As I’ve said in comments on Phil Ritchie’s blog, I do think that some modern music used in worship is pretty awful. So is some of the older stuff. But this isn’t really about “old” vs “new”; new music doesn’t need to replace more ancient offerings but can exist alongside it, with a bit of liturgical and musical sensitivity. I am definitely not a worship band kind of girl, but that doesn’t mean I don’t want to include as many people as possible. In addition, there are some real theological and aesthetic bloopers among older music, too. Some of it has been sifted out through decades or centuries of persnickety musicians and clergy saying “no more” but some of it is remarkably persistent.
There are significant challenges to anyone trying to create new liturgical music.
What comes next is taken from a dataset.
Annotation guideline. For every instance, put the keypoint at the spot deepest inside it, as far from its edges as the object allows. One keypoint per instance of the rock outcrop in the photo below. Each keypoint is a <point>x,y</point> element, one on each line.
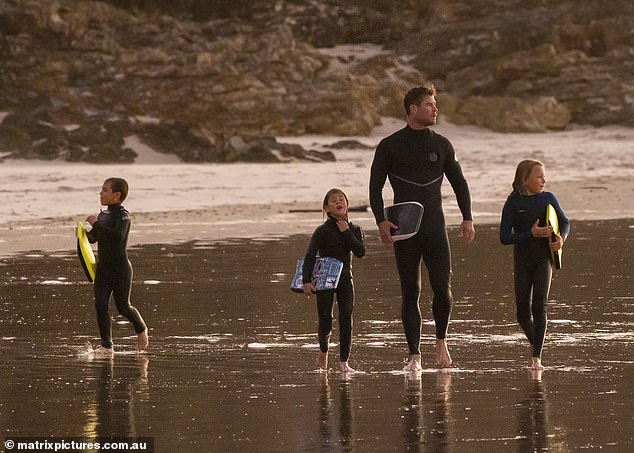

These include the passive, consumer-oriented nature of many people’s primary musical experiences today, the huge breadth of styles available in popular music (so that emulating one style really won’t make more than a fraction of listeners feel “at home”), the deplorable state of many church instruments (organs are the main things allowed to fall apart, but church pianos can be pretty horrendous too) and the expectation by many churchgoers of not having to engage with anything that doesn’t fit them exactly.
These challenges are real, but they are not insurmountable.
- people will always respond better to good music, performed well and with some liturgical sensitivity, than to bad music that is not in context
- there is a lot of really good music, old and new, that people simply don’t know about because they only ever experience what happens at their local parish church or at larger gatherings where the music is chosen for familiarity
- the fact that people are complaining about the music at all, in any capacity, shows that they care… there must be a way to harness this enthusiasm!
So I ask:
- What is your favourite piece of music for congregational singing? Why?
- What is your favourite piece of music for performance by a group of specialist musicians within a liturgical context? This might be a worship band or a cathedral choir or just a very snazzy organist or something else entirely, but the point is that it is not congregational singing and it is live music in liturgy.
- What is your favourite piece of music which makes you think about God to listen to outside of your place of worship? Why? This could be secular music.
- What is one thing you like about the music at your usual place of worship? Have you told the musicians about this lately?